1.6T Data Center Infrastructure
Author Image
WRITTEN BY Fady Khella, Director of Sales Engineering, Field CTO

2025-12-11

Why Hyperscalers Choose Celestica AI Fabric for Exa-scale Performance 

We are in a new age of AI, with trillion-parameter models and real-time generative AI becoming the norm. For the world's hyperscalers, the race is on to build the massive, efficient, global infrastructure needed to power it all.

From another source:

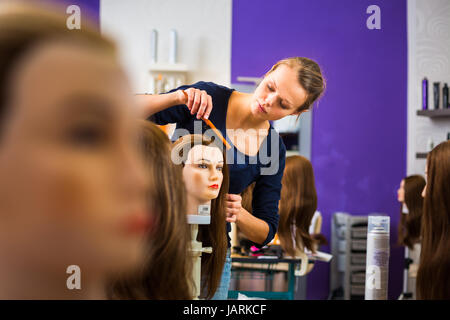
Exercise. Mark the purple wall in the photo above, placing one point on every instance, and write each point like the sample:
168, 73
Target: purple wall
359, 127
90, 9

In this race, every microsecond of delay, every watt of power used, and every percentage point of GPU performance counts. These aren't just numbers—they directly impact how fast AI models can be trained, how much they cost to operate, and who gets the competitive edge.

While many vendors focus solely on upgrading bandwidth, Celestica offers something much bigger: a comprehensive, system-level AI fabric. We seamlessly integrate compute, accelerators, storage, and networking into one powerful, scalable platform.

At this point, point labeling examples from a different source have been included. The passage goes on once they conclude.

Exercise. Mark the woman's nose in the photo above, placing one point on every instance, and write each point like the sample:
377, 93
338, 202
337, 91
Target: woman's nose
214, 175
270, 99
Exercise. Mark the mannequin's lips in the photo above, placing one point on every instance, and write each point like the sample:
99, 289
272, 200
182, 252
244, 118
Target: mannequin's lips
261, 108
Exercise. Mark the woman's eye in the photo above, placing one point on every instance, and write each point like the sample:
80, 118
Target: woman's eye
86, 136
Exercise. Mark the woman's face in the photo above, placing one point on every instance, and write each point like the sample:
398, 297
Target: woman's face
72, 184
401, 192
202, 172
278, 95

We recently introduced our new family of 1.6TbE data center switches, the DS6000 and DS6001. Not just another piece of hardware. They are the blueprint for building the next generation of hyperscale AI infrastructure. 

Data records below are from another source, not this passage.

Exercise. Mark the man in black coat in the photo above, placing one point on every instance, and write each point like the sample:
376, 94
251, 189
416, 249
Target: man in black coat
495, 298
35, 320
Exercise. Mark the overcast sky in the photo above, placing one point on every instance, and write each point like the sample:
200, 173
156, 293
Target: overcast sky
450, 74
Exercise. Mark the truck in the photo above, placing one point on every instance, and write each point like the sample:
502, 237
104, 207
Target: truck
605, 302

Scaling AI Infrastructure: From Rack to Global Deployment

When we think about what hyperscalers are building today, it’s infrastructure that spans:

  • Thousands of server racks
  • Millions of GPUs 
  • Multiple continents and availability zones
  • Petabytes of data for models with billions of parameters

To operate at this level, you need more than just raw speed. You need:

  • An AI fabric that cuts latency to a minimum and keeps every accelerator working at its peak
  • A system where compute, storage, and networking are perfectly in sync
  • Something simple to set up, manage, and fix when things go wrong
  • A platform that’s ready for the next wave of AI workloads and standards

Celestica’s DS6000 was built for exactly this—delivering 1.6T performance that’s deeply integrated into the entire AI stack.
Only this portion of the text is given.